Reputation: 477
In below method I am sorting the contents of the file according to timestamp , and it's working fine also But I don't know how to append new line when I am writing to a newly made file.It is writing in the same line I want to change the lines in my output file as input is very large I need to use chunk in this case so using readlines or storing in any data structure will won't work here
1)My Input file format is as below
TIME[04.26_12:30:30:853664] ID[ROLL:201987623] MARKS[PHY:100|MATH:200|CHEM:400]
TIME[03.27_12:29:30.553669] ID[ROLL:201987623] MARKS[PHY:100|MATH:1200|CHEM:900]
TIME[03.26_12:28:30.753664] ID[ROLL:2341987623] MARKS[PHY:100|MATH:200|CHEM:400]
TIME[03.26_12:29:30.853664] ID[ROLL:201978623] MARKS[PHY:0|MATH:0|CHEM:40]

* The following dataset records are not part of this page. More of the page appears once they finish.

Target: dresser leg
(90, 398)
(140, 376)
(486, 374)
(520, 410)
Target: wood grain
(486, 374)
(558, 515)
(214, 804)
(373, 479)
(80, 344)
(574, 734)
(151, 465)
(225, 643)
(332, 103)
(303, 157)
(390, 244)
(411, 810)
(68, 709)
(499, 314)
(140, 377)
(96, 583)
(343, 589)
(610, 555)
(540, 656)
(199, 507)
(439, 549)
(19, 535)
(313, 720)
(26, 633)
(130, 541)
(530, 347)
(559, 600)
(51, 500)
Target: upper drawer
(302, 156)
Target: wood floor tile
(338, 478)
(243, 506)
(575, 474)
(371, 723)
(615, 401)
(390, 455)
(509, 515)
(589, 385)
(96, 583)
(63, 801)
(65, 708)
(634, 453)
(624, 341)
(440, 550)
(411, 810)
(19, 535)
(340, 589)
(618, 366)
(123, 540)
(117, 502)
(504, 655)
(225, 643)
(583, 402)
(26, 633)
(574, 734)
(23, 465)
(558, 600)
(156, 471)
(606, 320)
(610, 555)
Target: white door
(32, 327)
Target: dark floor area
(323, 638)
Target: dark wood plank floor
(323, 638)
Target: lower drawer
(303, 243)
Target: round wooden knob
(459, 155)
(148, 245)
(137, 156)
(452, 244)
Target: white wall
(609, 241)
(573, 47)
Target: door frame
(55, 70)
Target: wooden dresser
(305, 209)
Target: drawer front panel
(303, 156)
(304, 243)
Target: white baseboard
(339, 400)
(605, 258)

TIME[04.27_12:29:30.553664] ID[ROLL:2034287623] MARKS[PHY:100|MATH:200|CHEM:400]
Code is as below
import re
from functools import partial
from itertools import groupby
from typing import Tuple
regex = re.compile(r"^.*TIME\[([^]]+)\]ID\[ROLL:([^]]+)\].+$")
def func1(arg) -> bool:
return regex.match(arg)
def func2(arg) -> Tuple[str, int]:
match = regex.match(arg)
if match:
return match.group(1), int(match.group(2))
return "", 0
def func3(arg) -> int:
match = regex.match(arg)
if match:
return int(match.group(2))
return 0
def read_in_chunks(file_object, chunk_size=1024*1024):
while True:
data = file_object.read(chunk_size)
if not data:
break
yield data
with open('b.txt') as fr:
for chunk in read_in_chunks(fr):
collection = filter(func1, chunk.splitlines())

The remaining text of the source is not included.